Tapi tidak mudah bagi Sonya untuk bangkit seorang diri dimana semua beban tertumpu langsung padanya. Institusi mana yang mau menerima pekerja yang sudah memiliki anak dan bertahun-tahun tidak aktif bekerja?
“Sonya, Mama mohon kembalilah pada Andra. Jangan keras kepala dan egois seperti ini,” bujuk Lina yang mulai melembek.
Sonya menghelakan napasnya, “Sonya mandi dulu, Ma. Titip Reyna.”
Sonya berjalan pergi menuju ke dalam kamar dengan membawa kopernya. Setibanya dikamar, Sonya duduk di tepi tempat tidur dan membaca lagi pesan dari suaminya itu.
“Apa yang harus aku lakukan?” Sonya menutup matanya.
Ponselnya berdering. Sonya menyangka bahwa itu adalah panggilan telepon dari suaminya ternyata bukan. Itu merupakan nomor baru yang tidak ada di dalam daftar teleponnya. Dengan sedikit ragu Sonya mengangkat panggilan telepon itu.
“Halo,” ucap Sonya setelah mengangkat panggilan telepon yang masuk ke ponselnya itu.
“Ha-halo, Sonya.”
“Maaf, ini siapa?” tanya Sonya bingung.
“Ini Aku, David.”
”David?”
“Ya, Dokter David Hirawan, dari Rumah Sakit Harapan Bunda.”

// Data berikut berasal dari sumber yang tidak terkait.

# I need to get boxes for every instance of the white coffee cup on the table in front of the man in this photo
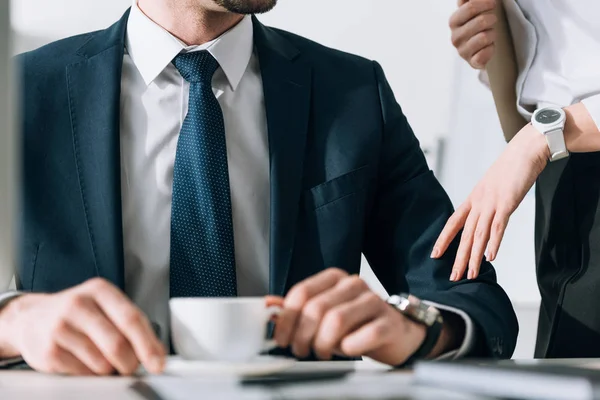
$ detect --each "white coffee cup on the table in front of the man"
[169,297,281,361]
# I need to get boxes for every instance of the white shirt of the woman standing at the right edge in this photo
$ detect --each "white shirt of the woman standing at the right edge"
[504,0,600,128]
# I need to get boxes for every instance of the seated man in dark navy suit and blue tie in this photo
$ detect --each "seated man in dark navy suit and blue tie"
[0,0,518,374]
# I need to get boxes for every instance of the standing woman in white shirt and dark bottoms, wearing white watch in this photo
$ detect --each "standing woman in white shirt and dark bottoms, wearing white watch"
[432,0,600,358]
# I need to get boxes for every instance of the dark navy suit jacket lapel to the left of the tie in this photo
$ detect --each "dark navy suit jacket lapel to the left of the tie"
[67,12,129,288]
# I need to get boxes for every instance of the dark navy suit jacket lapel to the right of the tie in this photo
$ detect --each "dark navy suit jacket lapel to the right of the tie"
[254,18,312,295]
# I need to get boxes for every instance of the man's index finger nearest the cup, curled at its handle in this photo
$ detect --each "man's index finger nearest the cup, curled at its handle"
[275,268,348,347]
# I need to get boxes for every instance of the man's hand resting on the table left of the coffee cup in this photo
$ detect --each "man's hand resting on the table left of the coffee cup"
[0,278,165,375]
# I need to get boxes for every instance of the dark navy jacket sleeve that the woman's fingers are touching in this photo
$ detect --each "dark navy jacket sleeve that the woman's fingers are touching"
[364,63,518,358]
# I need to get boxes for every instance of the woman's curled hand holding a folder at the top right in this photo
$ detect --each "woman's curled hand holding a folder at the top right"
[450,0,502,69]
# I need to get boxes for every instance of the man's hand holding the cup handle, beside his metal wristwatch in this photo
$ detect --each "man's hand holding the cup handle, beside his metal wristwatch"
[267,268,462,365]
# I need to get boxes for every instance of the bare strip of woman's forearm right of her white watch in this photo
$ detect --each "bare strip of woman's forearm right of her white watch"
[564,103,600,153]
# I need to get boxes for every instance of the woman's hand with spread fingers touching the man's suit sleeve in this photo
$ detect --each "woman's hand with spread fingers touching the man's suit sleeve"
[431,124,550,281]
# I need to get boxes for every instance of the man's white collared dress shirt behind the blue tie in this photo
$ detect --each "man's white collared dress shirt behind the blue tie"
[121,3,270,340]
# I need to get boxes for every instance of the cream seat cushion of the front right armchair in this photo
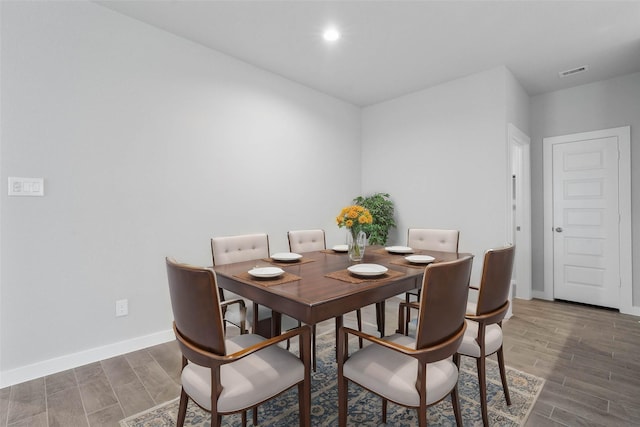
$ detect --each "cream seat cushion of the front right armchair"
[344,334,458,407]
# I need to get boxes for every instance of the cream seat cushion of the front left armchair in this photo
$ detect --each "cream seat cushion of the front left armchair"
[182,334,304,413]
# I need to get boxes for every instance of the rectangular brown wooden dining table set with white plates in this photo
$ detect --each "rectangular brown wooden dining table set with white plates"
[214,246,468,336]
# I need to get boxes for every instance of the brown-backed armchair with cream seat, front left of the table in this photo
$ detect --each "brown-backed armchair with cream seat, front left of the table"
[166,258,311,427]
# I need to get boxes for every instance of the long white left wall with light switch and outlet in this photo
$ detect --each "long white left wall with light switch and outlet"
[0,2,361,387]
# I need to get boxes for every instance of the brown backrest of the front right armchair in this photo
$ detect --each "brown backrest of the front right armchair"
[416,256,473,352]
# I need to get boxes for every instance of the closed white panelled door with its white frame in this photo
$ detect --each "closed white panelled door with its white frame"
[543,126,632,312]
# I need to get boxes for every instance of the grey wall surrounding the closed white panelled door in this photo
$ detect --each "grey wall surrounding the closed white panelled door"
[531,73,640,306]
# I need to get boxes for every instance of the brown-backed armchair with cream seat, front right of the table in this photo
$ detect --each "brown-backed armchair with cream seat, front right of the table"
[338,256,473,427]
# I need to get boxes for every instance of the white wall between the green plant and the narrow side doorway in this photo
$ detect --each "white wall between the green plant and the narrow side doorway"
[362,67,528,281]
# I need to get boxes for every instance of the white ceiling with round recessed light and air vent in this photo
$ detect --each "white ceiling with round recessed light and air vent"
[97,0,640,106]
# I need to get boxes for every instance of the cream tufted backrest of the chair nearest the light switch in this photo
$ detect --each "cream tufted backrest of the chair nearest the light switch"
[211,233,269,265]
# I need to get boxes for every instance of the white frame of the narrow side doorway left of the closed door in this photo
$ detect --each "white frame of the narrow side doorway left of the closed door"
[507,123,532,299]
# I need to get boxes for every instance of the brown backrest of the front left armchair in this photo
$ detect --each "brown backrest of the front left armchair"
[166,258,226,355]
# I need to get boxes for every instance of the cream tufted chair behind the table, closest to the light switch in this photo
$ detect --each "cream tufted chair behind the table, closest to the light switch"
[211,233,299,333]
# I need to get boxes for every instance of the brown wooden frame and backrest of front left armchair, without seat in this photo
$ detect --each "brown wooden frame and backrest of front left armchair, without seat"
[166,258,311,427]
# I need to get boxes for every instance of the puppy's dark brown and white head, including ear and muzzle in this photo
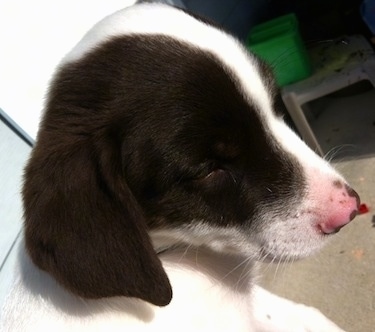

“David Hirawan? Oh y-ya. Ada apa David?” Sonya baru menyadari siapa yang sedang menelponnya.
“Apa Reyna sudah berkonsultasi dengan Dokter pediatric Oftalmologi seperti yang aku sarankan kemarin?”
“Belum. Maaf, kami belum bisa berkonsultasi untuk bulan ini,” ucap Sonya dengan suara melemah.
“Sonya, Donor kornea anak seumur Reyna sedang tersedia dan hanya ada satu. Donor ini sangat langka dan sangat dicari. Aku berharap kamu segera membawa Reyna berkonsultasi dengan Dokter pediatric Oftalmologi sesegra mungkin sebelum kita kehilangan donor ini,” ucap David.
Sonya memejamkan matanya. Air matanya menetes. Dia sudah tahu apa jawaban dari keraguannya tadi.
“Baiklah, kami akan segera membawa Reyna berkonsultasi secepatnya. Terima kasih atas bantuannya, David.”
“Sama-sama. Jika kamu perlu bantuan, silahkan langsung telepon kau. Jangan sungkah. Oke?”
“Baik.”
David menutup panggilan telepon itu. Sonya menghelakan napasnya.
“Dia masih mengingatku ternyata. Tapi kenapa sikapnya acuh ketika aku berkonsultasi kemarin?” gumam Sonya.
“Sudahlah. Itu bukan hal yang penting sekarang. Aku harus segera pulang dan membawa Reyna berkonsultasi segera!”